Ein weiteres Mal hat der BGH zur Frage Stellung genommen, wer was beweisen muss, wenn es darum geht, Unterhalt nach § 1578 b BGB zeitlich und/oder der Höhe nach zu begrenzen. Nun lässt er für die Frage, welcher Verdienst der Unterhaltsberechtigte ohne Ehe haben könnte, Schätzungen nach § 287 ZPO zu.
Noch im Urteil XII ZR 146/08 vom 14.10.2009 hatte er sich auf den Standpunkt gestellt, es liege beim Unterhaltsberechtigten, nicht nur darzulegen, sondern auch zu beweisen, was er jetzt verdienen könnte, hätte er seinerzeit nicht geheiratet und seinen Lebensplan nicht entsprechend angepasst.
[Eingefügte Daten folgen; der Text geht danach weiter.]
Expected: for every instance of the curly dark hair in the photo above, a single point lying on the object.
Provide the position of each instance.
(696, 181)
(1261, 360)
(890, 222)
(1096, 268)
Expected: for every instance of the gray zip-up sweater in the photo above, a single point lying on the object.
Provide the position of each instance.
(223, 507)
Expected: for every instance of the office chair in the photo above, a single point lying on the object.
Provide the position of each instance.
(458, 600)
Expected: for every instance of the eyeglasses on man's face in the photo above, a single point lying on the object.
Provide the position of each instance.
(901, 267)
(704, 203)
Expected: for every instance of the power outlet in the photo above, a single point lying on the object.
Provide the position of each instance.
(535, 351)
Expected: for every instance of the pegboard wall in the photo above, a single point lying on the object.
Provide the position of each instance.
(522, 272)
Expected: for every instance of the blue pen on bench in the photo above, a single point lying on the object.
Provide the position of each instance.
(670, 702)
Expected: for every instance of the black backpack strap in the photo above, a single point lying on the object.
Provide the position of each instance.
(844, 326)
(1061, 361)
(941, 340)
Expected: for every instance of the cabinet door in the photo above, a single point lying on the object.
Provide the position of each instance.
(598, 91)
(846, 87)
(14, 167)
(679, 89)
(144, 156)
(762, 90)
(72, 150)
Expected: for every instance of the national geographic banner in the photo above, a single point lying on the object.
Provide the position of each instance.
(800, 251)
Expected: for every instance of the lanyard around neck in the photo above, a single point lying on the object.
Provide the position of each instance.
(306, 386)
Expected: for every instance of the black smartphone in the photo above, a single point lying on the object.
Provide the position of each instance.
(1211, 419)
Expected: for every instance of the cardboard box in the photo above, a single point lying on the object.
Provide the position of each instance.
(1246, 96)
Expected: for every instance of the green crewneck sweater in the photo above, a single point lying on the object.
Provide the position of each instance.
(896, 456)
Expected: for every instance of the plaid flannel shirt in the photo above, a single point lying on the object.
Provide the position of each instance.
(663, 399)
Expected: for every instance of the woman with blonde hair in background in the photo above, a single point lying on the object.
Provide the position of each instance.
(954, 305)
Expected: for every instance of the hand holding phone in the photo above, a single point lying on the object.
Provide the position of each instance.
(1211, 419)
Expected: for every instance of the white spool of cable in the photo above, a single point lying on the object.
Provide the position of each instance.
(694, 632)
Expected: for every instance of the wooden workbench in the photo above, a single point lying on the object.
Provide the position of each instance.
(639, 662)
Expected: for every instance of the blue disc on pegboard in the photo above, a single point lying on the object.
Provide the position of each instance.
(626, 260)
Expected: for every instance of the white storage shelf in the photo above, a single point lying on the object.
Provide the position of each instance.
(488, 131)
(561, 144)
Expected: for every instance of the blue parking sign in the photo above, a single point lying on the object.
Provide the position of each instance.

Mit Urteil vom 24.03.2010, Az XII ZR 175/08 wich er unter ausdrücklicher Aufgabe seiner Rechtsprechung vom letzten Herbst von dieser Strengbeweis-Regel ab und nahm eine Beweislastverteilung nach dem Prinzip der negativen Darlegungslast vor:
Der Unterhaltspflichtige ist an sich beweispflichtig dafür, dass der Unterhaltsberechtigte keine relevanten ehelichen Nachteile mehr hat und der Unterhalt daher begrenzt werden kann. Weil der Beweis solcher negativer Tatsachen, die auch noch aus der Sphäre des Prozessgegners kommen, aber sehr schwierig ist, muss er in der ersten Verfahrensstufe nur vortragen, dass ehebedingte Nachteile nicht mehr existieren.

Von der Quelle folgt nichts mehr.